Mendoza discussed his concerns that Spanish speakers in Salt Lake are not receiving the same COVID-19 information as English speakers.

“What we would like to see is whether information that you get from Spanish-speaking media is a commensurate level both in quality and quantity. I think things have evened out by now … but at the very beginning, when all the messaging was primarily focused in English, we were leaving behind community members,” Mendoza said.

Student body president Ephraim Kum said that the pandemic is impacting low-income families because school closures are affecting where children are able to get their meals.

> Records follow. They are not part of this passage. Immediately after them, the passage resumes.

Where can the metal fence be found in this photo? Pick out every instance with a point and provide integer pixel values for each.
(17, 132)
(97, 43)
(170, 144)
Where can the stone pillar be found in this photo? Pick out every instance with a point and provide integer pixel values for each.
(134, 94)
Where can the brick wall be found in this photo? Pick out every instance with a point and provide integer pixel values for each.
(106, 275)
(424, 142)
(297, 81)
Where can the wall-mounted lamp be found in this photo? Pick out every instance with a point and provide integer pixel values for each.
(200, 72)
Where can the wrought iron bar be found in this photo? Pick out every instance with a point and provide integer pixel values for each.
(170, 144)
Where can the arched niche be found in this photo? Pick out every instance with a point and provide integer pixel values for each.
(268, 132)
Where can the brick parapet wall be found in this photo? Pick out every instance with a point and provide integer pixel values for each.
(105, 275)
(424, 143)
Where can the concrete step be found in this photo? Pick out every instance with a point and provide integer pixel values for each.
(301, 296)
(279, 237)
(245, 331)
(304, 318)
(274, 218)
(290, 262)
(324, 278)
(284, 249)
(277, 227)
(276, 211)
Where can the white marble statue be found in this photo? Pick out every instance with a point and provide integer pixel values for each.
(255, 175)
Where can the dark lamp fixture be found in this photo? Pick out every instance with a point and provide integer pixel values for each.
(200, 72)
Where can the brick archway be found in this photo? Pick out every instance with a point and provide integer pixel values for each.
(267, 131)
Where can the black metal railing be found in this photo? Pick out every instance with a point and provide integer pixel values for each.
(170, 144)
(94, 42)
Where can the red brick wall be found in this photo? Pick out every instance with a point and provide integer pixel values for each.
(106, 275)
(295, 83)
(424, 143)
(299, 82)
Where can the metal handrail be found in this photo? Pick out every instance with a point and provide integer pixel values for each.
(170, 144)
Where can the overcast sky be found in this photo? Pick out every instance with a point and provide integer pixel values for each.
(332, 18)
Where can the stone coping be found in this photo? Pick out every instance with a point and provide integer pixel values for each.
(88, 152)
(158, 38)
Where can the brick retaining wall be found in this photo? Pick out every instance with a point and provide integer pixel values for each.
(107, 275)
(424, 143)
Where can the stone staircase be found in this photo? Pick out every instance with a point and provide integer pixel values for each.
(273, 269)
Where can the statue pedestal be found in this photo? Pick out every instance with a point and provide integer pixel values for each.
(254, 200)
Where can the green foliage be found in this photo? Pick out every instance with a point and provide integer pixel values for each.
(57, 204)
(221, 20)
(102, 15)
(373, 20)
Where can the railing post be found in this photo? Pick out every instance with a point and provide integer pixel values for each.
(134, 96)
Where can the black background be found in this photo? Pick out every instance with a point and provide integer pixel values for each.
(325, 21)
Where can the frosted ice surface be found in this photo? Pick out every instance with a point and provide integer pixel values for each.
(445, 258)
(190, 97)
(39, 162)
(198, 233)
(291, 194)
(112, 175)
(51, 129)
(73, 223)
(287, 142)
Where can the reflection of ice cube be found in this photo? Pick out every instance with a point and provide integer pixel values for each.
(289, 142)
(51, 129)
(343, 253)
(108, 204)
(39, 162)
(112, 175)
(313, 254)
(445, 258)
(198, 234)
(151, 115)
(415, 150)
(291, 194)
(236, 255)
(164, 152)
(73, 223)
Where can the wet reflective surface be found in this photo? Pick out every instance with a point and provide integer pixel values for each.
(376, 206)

“School closures are important for slowing the spread, but at the same time … you see situations where parents are put into that unforgiving crossroad having to choose between being able to pay rent or avoiding higher risk of infection,” Kum said. 

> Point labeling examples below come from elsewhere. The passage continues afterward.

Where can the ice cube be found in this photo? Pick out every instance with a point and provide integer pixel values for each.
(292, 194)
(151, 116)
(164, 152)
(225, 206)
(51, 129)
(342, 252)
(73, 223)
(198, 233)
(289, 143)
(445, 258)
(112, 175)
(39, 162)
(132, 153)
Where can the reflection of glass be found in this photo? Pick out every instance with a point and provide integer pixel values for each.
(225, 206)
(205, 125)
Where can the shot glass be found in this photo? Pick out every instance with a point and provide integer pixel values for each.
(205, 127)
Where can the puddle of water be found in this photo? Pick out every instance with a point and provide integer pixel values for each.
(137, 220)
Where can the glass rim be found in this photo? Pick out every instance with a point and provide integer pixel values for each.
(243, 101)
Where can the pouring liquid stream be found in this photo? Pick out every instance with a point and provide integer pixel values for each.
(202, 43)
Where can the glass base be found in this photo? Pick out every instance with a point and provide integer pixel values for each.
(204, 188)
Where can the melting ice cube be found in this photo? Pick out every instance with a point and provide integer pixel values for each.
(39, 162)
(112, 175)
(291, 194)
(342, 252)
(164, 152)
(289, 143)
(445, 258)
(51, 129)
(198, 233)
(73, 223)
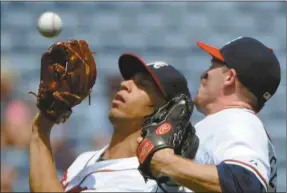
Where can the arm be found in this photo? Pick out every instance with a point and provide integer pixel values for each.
(197, 177)
(43, 175)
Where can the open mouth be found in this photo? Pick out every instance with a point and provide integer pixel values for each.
(119, 97)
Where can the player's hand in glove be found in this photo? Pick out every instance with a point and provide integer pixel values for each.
(169, 127)
(68, 73)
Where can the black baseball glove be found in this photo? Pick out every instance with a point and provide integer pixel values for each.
(168, 127)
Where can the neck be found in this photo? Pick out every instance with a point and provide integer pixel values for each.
(225, 104)
(122, 145)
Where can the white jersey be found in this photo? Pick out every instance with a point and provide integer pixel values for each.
(118, 175)
(237, 136)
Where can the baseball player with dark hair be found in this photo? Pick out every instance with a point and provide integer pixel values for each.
(235, 152)
(68, 72)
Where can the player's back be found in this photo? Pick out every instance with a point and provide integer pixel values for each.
(237, 136)
(118, 175)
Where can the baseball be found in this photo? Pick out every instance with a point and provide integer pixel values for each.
(49, 24)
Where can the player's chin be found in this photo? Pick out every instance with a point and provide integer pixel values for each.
(116, 112)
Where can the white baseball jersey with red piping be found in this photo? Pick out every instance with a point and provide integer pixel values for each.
(237, 136)
(87, 174)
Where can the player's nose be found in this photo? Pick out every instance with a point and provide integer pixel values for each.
(126, 85)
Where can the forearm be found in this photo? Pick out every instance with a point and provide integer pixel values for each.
(43, 174)
(197, 177)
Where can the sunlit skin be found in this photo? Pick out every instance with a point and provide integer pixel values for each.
(134, 101)
(219, 89)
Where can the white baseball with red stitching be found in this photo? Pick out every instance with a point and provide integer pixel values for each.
(49, 24)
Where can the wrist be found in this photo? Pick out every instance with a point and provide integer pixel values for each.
(160, 160)
(42, 124)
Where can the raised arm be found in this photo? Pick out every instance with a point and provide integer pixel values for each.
(43, 174)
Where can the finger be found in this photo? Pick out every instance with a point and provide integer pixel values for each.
(91, 70)
(139, 139)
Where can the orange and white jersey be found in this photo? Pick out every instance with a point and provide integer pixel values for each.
(237, 136)
(87, 174)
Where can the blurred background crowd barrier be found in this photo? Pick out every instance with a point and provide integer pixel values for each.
(154, 30)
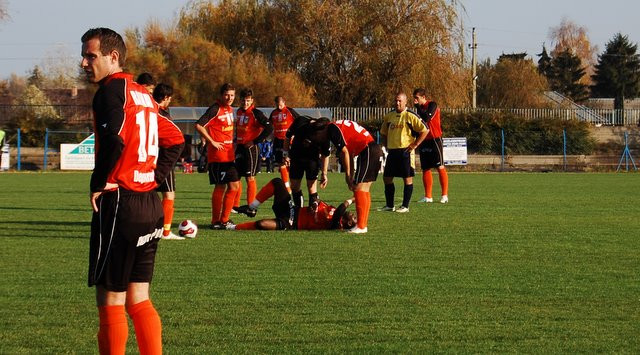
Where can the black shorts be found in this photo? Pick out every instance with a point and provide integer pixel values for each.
(283, 207)
(169, 183)
(247, 160)
(369, 163)
(278, 146)
(222, 173)
(431, 155)
(399, 163)
(124, 239)
(303, 166)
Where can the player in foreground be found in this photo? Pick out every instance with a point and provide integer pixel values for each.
(431, 148)
(216, 127)
(398, 128)
(281, 118)
(127, 214)
(163, 93)
(288, 216)
(252, 128)
(352, 140)
(306, 158)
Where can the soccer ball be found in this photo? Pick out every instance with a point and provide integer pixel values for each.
(188, 229)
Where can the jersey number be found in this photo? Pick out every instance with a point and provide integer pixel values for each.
(148, 140)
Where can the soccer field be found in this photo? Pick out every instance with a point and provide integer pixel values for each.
(519, 262)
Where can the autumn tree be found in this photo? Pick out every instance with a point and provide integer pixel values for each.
(570, 36)
(617, 73)
(565, 75)
(510, 83)
(354, 53)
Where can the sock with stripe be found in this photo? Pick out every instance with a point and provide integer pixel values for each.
(146, 322)
(114, 330)
(216, 202)
(444, 181)
(167, 207)
(427, 182)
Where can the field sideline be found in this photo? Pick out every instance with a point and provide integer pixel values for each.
(521, 262)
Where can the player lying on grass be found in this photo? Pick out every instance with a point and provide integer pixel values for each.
(288, 216)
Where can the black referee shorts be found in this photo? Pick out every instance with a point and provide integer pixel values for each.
(431, 155)
(399, 163)
(124, 238)
(369, 163)
(247, 160)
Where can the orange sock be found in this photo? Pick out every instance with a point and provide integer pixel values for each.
(444, 181)
(284, 173)
(361, 204)
(265, 192)
(227, 205)
(367, 208)
(216, 203)
(167, 207)
(236, 201)
(114, 330)
(148, 327)
(246, 226)
(252, 187)
(427, 182)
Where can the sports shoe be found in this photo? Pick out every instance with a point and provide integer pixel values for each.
(172, 236)
(247, 210)
(357, 230)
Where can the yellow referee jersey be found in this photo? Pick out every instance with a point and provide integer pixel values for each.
(398, 126)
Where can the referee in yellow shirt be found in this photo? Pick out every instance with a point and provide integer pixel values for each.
(398, 131)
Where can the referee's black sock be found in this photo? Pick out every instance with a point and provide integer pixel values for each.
(389, 192)
(406, 198)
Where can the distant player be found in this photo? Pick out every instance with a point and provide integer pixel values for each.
(398, 128)
(288, 216)
(307, 158)
(127, 214)
(252, 128)
(216, 127)
(163, 93)
(146, 80)
(281, 118)
(430, 150)
(354, 141)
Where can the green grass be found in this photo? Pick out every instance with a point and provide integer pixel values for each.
(540, 263)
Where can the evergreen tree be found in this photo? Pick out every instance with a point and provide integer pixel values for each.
(566, 72)
(544, 63)
(617, 73)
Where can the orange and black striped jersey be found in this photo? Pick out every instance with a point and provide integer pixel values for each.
(219, 123)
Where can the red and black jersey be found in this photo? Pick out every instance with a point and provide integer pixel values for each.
(129, 133)
(281, 120)
(345, 133)
(430, 115)
(219, 123)
(252, 126)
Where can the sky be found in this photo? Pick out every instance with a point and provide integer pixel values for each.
(47, 32)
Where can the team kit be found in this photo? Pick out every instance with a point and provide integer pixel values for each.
(138, 146)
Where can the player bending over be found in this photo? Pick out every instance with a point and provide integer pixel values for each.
(288, 216)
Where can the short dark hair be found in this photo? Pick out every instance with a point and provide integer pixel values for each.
(110, 41)
(246, 93)
(226, 87)
(161, 91)
(145, 79)
(420, 91)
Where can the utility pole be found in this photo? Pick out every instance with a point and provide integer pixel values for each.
(474, 76)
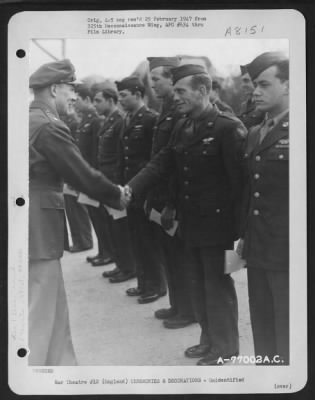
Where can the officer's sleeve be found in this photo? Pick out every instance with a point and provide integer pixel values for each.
(232, 149)
(56, 145)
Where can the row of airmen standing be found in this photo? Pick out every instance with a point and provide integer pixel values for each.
(195, 176)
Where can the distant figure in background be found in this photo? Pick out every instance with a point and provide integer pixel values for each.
(216, 100)
(248, 114)
(87, 133)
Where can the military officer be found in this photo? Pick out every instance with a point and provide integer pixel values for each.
(180, 314)
(53, 156)
(108, 160)
(266, 223)
(248, 114)
(205, 153)
(87, 133)
(77, 214)
(136, 149)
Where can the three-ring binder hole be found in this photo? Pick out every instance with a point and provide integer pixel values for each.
(20, 201)
(22, 352)
(20, 53)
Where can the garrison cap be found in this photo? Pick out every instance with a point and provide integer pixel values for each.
(155, 62)
(187, 70)
(243, 69)
(61, 71)
(110, 92)
(264, 61)
(130, 83)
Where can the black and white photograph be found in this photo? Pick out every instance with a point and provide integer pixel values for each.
(164, 170)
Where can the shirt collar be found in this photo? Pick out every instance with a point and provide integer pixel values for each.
(277, 118)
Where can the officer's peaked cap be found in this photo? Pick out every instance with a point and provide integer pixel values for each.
(61, 71)
(264, 61)
(130, 83)
(187, 70)
(155, 62)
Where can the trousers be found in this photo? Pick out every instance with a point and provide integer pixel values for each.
(148, 259)
(268, 293)
(213, 296)
(50, 341)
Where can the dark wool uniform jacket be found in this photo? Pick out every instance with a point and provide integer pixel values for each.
(87, 134)
(249, 115)
(109, 148)
(137, 145)
(266, 202)
(54, 157)
(164, 193)
(208, 174)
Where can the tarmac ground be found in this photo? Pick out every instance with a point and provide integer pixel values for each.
(110, 328)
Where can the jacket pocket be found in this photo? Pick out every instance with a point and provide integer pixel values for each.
(278, 155)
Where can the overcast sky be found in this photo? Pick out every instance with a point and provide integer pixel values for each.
(117, 58)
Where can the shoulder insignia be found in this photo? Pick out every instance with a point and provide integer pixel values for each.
(241, 131)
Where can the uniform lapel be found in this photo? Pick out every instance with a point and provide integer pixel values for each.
(134, 119)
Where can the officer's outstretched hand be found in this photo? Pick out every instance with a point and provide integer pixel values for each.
(167, 217)
(125, 196)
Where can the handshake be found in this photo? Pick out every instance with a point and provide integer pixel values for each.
(125, 196)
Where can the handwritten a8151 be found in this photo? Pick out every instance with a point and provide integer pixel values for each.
(244, 30)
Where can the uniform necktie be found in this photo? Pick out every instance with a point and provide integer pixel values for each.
(128, 119)
(189, 128)
(268, 125)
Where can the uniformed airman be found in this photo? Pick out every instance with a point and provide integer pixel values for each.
(87, 139)
(205, 152)
(109, 163)
(161, 199)
(136, 149)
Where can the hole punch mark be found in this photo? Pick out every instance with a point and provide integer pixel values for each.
(22, 352)
(20, 201)
(20, 53)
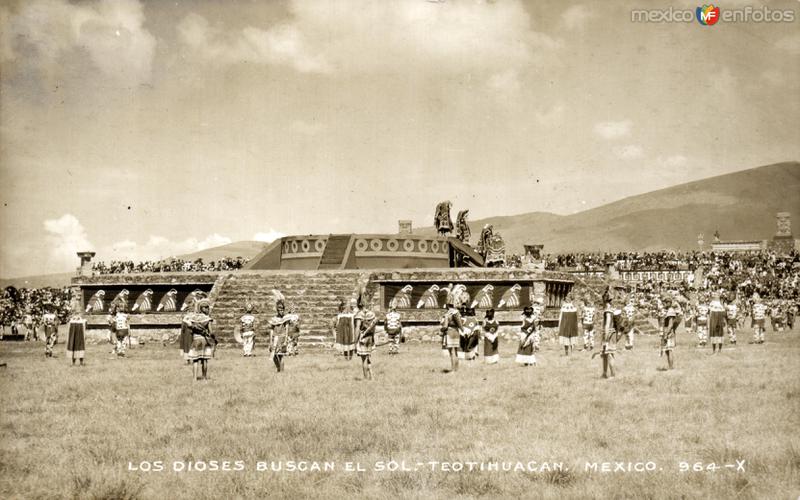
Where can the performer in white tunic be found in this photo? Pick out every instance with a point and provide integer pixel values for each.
(630, 314)
(343, 331)
(491, 354)
(245, 331)
(701, 321)
(120, 328)
(568, 325)
(731, 316)
(759, 319)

Mendoza also touched on issues of food security.

“About 56% of students in the Salt Lake City School District are dependent on free and reduced breakfast and lunches. That is income that now the family has to invest in feeding their kids because they will not be going to school,” Mendoza said. 

Another issue exacerbated by COVID-19 is the lack of clinics and hospitals the Navajo Nation can easily access. 

“For a majority of the Navajo Nation and Native Americans across the U.S and Alaskan Natives, there are roughly 3.7 million, and roughly 2.2 million of those rely on Indian Health Services. Imagine 2.2 million individuals and 26 hospitals to service them,” Khadjenoury said. 

Mendoza also spoke to the difficulty of accessing clinics in Salt Lake County.

“One thing we can clearly see is that the majority of hospitals and clinics are located on the east side of the county. Even when new, smaller clinics are located and placed on the western part of Salt Lake County, they are not necessarily placed in a very accessible location. For example, there’s not a clear bus route,” Mendoza said. 

The workshop not only focused on action items the government is currently pursuing, but also those that can be taken on a personal level. 

“What I desperately need students to remember is that because our actions affect others, and because unfortunately some of our actions affect others in worse ways than it might someone else, at the bare minimum, we need to take it upon ourselves to do things we know can protect others within our own power,” Kum said.